Chancellor was willing to up the ante to secure his man for top job at bank


A brass band was playing outside the treasury on Monday afternoon as Mark Carney was named new governor of the Bank of England.

Their presence was unrelated to the appointment of the Canadian banker but, so desperate was George Osborne to land the services of the man he lauded as “the best central banker of his generation”, the chancellor might well have been tempted to lay on a celebratory serenade.

The choice of Carney as Sir Mervyn King’s replacement at the head of Britain’s central bank was unexpected – earlier in the year the Bank of Canada governor had appeared to rule himself out of the running for the role, which falls vacant when King retires next June. Despite the surprise, Carney’s appointment has been greeted with widespread acclaim in the City of London, save for a few gripes about his past as a Goldman Sachs banker.

Carney (47) will be the first non-British governor to head the bank in its 318-year history, although he does intend to apply for British citizenship. He has strong links with the UK, having studied economics at Oxford and was based in London for a time during his 13-year career at Goldman Sachs, and his wife is British.

Osborne fought hard to secure Carney’s services, upping the salary from the £305,000 earned by King to £480,000, with pension contributions, taking the total package to £624,000.

Carney was not keen on the eight-year term of the governorship, and Osborne was happy to accommodate him, reducing it to five years.

Appointing a foreigner – and a former Goldmanite – to such a key role was a real risk for the British chancellor, and

Osborne must be cock-a-hoop at how well his choice has been received, both in the City of London and beyond. It wasn’t just Carney’s impeccable CV that made him such a stand-out candidate. The fact he’s an outsider will also have been a big draw and underlines the government’s determination to do things differently in future.

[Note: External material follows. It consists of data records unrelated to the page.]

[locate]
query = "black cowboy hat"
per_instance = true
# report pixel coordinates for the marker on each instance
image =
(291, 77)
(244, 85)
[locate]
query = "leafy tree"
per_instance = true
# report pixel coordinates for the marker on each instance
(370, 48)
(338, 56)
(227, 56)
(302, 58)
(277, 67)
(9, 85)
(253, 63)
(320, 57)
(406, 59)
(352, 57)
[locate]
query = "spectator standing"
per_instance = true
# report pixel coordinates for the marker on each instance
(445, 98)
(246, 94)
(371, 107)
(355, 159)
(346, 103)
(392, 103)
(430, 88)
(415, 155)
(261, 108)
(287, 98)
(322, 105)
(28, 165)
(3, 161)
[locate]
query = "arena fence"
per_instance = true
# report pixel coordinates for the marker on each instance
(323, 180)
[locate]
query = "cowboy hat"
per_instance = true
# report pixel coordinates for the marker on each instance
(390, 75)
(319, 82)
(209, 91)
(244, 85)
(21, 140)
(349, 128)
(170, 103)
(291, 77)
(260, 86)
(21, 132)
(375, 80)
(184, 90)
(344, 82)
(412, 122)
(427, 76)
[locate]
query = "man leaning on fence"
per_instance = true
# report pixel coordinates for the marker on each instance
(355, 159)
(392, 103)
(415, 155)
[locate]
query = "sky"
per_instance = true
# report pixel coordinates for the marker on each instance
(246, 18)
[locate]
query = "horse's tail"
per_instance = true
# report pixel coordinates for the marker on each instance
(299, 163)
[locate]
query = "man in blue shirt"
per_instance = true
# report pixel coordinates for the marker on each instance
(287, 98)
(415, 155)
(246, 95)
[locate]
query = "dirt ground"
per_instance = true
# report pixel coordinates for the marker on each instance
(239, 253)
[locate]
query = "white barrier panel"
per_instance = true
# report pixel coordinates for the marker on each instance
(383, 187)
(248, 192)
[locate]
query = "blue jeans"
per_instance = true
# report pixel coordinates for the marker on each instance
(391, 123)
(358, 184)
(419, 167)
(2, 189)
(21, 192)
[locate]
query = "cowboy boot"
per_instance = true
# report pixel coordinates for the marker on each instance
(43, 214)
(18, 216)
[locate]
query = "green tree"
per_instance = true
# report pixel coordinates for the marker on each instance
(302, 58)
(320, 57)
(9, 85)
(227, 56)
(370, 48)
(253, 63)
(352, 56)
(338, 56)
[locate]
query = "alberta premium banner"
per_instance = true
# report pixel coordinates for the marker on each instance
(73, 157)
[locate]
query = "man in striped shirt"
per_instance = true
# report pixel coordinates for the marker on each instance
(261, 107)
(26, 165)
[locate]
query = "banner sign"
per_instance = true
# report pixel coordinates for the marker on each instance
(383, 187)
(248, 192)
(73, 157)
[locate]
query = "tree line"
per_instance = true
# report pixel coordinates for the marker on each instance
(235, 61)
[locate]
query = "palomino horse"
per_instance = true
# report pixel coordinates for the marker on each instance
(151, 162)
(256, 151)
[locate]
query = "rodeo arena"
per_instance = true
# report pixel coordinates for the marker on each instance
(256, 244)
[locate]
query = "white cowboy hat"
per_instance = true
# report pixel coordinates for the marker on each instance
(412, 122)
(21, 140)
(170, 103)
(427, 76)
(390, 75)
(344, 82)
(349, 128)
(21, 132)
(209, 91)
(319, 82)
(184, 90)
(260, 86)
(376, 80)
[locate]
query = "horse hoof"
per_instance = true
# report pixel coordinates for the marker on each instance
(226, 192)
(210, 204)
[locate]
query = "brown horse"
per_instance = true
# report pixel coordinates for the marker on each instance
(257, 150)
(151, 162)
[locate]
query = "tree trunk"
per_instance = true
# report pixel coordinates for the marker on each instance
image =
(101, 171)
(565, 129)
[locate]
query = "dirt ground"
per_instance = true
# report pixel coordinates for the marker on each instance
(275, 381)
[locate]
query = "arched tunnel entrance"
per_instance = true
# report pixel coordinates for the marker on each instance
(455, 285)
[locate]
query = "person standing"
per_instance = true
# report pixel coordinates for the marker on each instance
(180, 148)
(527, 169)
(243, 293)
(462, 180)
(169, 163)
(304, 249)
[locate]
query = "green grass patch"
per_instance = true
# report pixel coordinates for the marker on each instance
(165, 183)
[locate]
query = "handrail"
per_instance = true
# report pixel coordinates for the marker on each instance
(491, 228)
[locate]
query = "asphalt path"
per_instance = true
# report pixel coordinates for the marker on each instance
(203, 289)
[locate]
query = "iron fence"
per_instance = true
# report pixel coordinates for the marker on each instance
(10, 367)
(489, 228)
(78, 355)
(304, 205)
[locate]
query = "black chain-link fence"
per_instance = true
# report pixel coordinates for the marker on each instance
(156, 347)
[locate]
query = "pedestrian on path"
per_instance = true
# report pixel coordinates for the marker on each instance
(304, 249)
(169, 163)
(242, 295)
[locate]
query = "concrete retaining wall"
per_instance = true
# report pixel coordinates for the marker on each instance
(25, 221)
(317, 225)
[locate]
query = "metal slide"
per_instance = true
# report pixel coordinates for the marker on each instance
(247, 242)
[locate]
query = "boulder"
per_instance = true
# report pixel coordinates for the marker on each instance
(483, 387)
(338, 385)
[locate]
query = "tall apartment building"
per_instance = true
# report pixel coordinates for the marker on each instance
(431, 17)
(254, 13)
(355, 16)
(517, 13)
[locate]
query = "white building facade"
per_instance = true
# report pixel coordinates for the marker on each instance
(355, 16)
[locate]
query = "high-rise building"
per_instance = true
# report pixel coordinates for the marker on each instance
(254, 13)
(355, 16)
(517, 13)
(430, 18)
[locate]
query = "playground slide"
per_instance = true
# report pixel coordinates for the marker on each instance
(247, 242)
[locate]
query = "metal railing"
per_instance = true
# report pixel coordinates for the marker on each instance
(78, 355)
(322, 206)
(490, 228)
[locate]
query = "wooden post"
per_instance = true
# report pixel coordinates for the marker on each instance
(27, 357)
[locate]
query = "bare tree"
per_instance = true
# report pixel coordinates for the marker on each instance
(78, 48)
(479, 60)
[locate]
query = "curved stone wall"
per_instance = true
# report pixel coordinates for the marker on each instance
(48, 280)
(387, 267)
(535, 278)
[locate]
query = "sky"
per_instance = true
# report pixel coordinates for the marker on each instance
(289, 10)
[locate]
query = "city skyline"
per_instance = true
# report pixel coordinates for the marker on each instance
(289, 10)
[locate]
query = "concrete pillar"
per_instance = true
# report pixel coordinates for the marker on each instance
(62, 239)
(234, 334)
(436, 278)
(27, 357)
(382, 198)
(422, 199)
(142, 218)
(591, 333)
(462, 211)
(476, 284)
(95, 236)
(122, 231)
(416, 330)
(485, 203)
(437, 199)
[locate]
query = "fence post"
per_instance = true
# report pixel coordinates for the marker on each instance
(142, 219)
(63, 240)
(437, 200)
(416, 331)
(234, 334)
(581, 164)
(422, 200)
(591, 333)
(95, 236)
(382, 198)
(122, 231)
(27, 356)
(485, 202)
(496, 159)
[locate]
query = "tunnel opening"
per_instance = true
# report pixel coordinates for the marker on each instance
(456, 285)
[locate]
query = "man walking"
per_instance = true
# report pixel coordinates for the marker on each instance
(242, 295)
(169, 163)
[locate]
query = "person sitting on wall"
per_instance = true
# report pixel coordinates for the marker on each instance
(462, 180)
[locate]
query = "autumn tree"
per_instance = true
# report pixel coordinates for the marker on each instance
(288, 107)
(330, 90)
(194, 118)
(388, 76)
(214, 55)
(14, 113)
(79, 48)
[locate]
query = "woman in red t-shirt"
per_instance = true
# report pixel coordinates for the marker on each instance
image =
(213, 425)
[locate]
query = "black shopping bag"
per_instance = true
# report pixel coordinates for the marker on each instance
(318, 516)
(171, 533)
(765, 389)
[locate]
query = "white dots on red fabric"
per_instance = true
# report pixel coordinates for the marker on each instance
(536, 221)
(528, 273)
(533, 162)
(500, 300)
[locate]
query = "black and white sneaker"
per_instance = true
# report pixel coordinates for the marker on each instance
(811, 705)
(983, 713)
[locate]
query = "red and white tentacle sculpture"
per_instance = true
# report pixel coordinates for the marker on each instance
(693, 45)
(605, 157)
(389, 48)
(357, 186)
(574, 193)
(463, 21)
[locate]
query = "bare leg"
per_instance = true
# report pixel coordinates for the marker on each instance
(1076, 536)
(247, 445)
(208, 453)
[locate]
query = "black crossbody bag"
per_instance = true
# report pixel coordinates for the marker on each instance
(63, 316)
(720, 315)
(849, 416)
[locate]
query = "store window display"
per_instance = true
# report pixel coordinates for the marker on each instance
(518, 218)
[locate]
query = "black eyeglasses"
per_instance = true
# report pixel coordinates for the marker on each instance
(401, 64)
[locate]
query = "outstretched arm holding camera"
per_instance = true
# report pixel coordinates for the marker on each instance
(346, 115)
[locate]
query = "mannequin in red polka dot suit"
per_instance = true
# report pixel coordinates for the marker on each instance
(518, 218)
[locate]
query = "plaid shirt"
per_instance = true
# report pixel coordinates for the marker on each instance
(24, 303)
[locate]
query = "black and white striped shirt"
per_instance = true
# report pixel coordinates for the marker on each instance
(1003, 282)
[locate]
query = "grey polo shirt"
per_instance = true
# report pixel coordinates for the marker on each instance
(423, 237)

Before Carney changed his mind about crossing the Atlantic, deputy governor Paul Tucker had been widely expected to land the top job. Tucker is well respected, although not in Carney’s league, but was tainted by the Libor scandal and there is some doubt about whether he had King’s full backing. It remains to be seen whether Tucker will stay on once his new boss starts.

King has certainly been gushing in his praise for his successor. But, as he made yet another appearance before MPs at Westminster yesterday, the outgoing governor was given rather a rough ride.

The tetchy exchanges between banker and politicians highlight the challenges ahead for Carney as he plots a new and more effective approach for the bank.

Challenged over the culture at Threadneedle Street, King was also forced to deny suggestions that the independence of the bank was under threat. Labour MP George Mudie told a grim-faced King that to outsiders he looked about as independent “as a Chelsea manager”. The governor defended himself against accusations that his autocratic manner meant colleagues were too scared to stand up to him, or to put forward alternative views, claiming there was no shortage of people “who will put their hand up and say ‘I don’t agree’.”

Carney will bring his own more open culture to the bank, which will be a far more powerful institution when he takes control than the one King inherited 10 years ago.

In Canada, meanwhile, where a political career was thought to be next on Carney’s agenda, they’re taking comfort from the fact he has decided to rent out his house in Ottowa rather than sell it, an indication he’ll be back in 2018. Let’s hope it’s a triumphant return.